Keep in mind that you can only create a data domain with a certain number of Dgraph nodes if you have a sufficient number of Endeca Server instance nodes in the Endeca Server cluster. For each data domain, the Endeca Server creates only one Dgraph node on a specific Endeca Server instance. In other words, if you want to create a five-node data domain, the Endeca Server cluster hosting it should have at least five Endeca Server nodes.
Determining the allocation of processing hardware resources in the Endeca Server cluster. When you create a new data domain, the Endeca Server cluster allocates the CPU resources from its servers to meet the needs of the data domain based on the configuration specified in the data domain profile for the number of threads required for each data domain node.
When defining a data domain profile, you can choose whether the Endeca Server cluster should use one of the following hardware utilization patterns:
- Dedicate 100% of its nodes capacity to one hosted data domain.
- Share its capacity with other data domains but remain within its total capacity.
- Is allowed to oversubscribe — it can start multiple Dgraph nodes (for different data domains) on its Endeca Server nodes, where the total number of CPU threads requested by data domains may exceed the total amount of CPU available to each Endeca Server node.

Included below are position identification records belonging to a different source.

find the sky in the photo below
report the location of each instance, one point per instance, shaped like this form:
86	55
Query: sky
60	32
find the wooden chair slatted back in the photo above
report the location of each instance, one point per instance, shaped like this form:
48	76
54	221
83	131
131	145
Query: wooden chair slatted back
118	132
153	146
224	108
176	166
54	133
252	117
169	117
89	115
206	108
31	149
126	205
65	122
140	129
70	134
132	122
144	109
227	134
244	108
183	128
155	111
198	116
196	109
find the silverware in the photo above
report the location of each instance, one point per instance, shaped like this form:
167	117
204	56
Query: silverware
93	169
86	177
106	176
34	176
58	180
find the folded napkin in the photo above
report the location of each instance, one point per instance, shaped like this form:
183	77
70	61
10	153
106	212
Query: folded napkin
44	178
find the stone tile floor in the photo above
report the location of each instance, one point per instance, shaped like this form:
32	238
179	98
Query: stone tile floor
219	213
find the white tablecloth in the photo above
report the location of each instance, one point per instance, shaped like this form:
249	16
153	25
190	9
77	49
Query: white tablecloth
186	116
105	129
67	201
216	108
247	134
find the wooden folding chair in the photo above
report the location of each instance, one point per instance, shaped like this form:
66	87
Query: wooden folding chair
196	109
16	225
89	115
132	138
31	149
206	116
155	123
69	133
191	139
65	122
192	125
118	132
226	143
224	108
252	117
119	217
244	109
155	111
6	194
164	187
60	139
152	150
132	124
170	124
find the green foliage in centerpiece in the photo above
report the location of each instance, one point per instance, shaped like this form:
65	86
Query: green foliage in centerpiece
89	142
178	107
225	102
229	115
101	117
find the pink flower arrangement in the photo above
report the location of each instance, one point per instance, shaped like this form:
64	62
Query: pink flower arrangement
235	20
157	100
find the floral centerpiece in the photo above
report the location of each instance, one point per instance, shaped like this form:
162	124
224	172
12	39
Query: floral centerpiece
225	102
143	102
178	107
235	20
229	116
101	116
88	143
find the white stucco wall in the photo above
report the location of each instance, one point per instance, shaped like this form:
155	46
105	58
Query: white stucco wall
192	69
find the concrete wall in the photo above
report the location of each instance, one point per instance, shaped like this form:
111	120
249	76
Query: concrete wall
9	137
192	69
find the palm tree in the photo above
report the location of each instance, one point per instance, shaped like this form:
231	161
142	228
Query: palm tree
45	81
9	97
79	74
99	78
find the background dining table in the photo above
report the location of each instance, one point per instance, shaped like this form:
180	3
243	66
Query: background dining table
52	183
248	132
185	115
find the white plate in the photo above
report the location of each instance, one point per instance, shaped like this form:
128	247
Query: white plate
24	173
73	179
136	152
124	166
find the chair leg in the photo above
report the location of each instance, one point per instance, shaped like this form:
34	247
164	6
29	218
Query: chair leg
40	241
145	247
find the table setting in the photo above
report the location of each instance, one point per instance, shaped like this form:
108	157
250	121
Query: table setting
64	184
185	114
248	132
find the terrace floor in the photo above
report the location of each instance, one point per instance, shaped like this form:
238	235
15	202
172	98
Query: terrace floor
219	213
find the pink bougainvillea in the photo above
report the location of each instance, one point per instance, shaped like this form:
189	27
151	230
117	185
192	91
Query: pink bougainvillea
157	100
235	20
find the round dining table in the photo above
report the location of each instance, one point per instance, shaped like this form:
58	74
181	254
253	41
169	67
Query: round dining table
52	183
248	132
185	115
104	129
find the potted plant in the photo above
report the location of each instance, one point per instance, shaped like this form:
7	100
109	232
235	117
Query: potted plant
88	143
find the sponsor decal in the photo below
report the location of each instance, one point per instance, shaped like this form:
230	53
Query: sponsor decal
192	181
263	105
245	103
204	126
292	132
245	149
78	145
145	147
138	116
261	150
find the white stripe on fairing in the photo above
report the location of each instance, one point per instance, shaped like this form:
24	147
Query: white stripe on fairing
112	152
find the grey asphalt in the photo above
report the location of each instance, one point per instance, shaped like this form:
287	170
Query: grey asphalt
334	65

A data domain profile relies on the characteristics defined in the Endeca Server node profile. Such as, the node profile determines the potential limit on the number of dedicated data domains that could be hosted on the node (dedicated data domains are those for which the Endeca Server nodes dedicate 100% of their capacity).
Determining whether the data domain should be auto-idled. When you create a data domain, you can specify whether the Endeca Server should automatically turn this data domain to idle after a specified timeout, if no queries are issued for it during the timeout period. This setting lets you limit the data domain proliferation, in self-service types of applications. For example, if many data domains are provisioned, but some of them are not used actively, they can be set to auto-idle, allowing the Endeca Server to stop allocating resources to them if these data domains are not used, and reactivate them once queries are again issued for them. This further conserves resources for the Endeca Server, allowing it to allocate resources more flexibly. Note that idling data domains is only supported for data domains with a single Dgraph process.
Determining whether the data domain should be read-only. When defining a data domain profile, you can specify whether the data domain should be created as read-only. This is useful in the development environment or for demonstration purposes. For example, you can export an existing data domain and then import its index using a read-only data domain profile. This way, an imported data domain will have an index with the same data in it, but its Dgraph nodes will be read-only (follower nodes), thus preventing end-users from modifying its configuration or index in any way.
Note that when you initially create a new data domain that is empty of source data, its profile should not be configured as read-only, because its index needs to be populated with data.
Determining Dgraph process behavior. In the data domain profile, you can optionally decide to specify configuration options for the Dgraph processes. If specified, these options will be used on all Dgraph processes started by the Endeca Server for this data domain.

You define these characteristics when configuring data domain profiles.